How To Select The Right Procedure For Hallux Limitus

Author(s): 
By Harold Schoenhaus, DPM

When it comes to hallux limitus, there are several circumstances in which one may see this decreased range of motion of the first metatarsophalangeal joint. You may note a limited range in the direction of dorsiflexion, plantarflexion or both. Depending upon the etiology, you may see the restriction during nonweightbearing, static stance or during the propulsive phase of gait.
The etiology may be secondary to direct macrotrauma to the great toe joint, metabolic conditions such as gouty arthritis or, most commonly, first ray hypermobility associated with abnormal pronation. Hypermobility of the first ray causes an elevation in propulsion that decreases the ability of the hallux to dorsiflex on the first metatarsal. This prevents the necessary 65 degrees of dorsiflexion in propulsion and increases compressive forces across the joint.
The compressive forces, which are repetitive and microtraumatic, lead to inflammatory, degenerative and proliferative changes. These forces affect the bone cartilage and synovium, causing objective and subjective findings. As the process continues, one will see a thinning of cartilage, bone proliferation, hypertrophic changes to the synovium and functional adaptation of the joint. You will usually see exostosis formation dorsally but it may also occur medially and laterally. While hallux limitus is most commonly seen as a sagittal plane deformity, you may also see it with hallux abducto valgus secondary to hyperpronation and first ray hypermobility.
Understanding the four stages of hallux limitus is vital because treatment is often predicated on these stages.

Dealing With Joint Inflammation And Jammed Motion In Dorsiflexion
Stage I. Joint inflammation and jamming of dorsiflexion motion in propulsion are the hallmarks of Stage I. These patients will have a normal, nonweightbearing range of motion and you will not note any X-ray changes.
If the symptoms are associated with direct trauma, prescribing antiinflammatory medication, corticosteroid injections and physical therapy is usually adequate. If the etiology is metabolic in nature, as seen with gout, antiinflammatory medication, injections and uricosuric or xanthine oxidase inhibitors are indicated. When hyperpronation is the cause, add orthotics to the treatment plan.

A Guide To Diagnostic Signs And Treatments For Stage II
Stage II. In this stage, patients begin to show objective clinical signs in addition to the inflammation of Stage I. You will note a dorsal proliferative response that is palpable and evident on X-ray as well. The patient will have a limited range of motion in dorsiflexion due to exostosis formation and one may see some narrowing of the joint space on X-ray. These objective findings are early changes of degenerative joint disease. Hypertrophy of the dorsal capsule develops as it grows over the developing exostosis (dorsal spurring). The contour of the articular surfaces is minimally affected and will allow for relatively normal curvilinear motion.

After exhausting the aforementioned conservative approaches to alleviate discomfort, one can consider surgical intervention.
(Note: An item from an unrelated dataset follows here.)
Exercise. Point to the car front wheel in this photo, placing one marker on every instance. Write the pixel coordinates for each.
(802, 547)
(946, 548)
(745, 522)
Be sure to explain the goals of surgery clearly to the patient. Reducing pain, removing the offending bone and improving range of motion are the primary goals.
A cheilectomy is the procedure of choice for removing the offending bone. One should begin with a dorsal S-shaped incision in order to avoid postoperative scar contraction. Drilling minor cartilaginous defects through subchondral bone helps promote the proliferation of fibrocartilage. If adjacent soft tissue structures are tight, you may apply a mini fixator for joint distraction and use it for four to six weeks. You can employ manual range of motion in the direction of dorsiflexion and plantarflexion, even with the fixation in place, while still maintaining a distraction force. Early range of motion is essential for maintaining healthy cartilage and allowing for the proliferation of fibrocartilage. Postoperative orthotic control is essential if the underlying cause is first ray hypermobility secondary to pronation.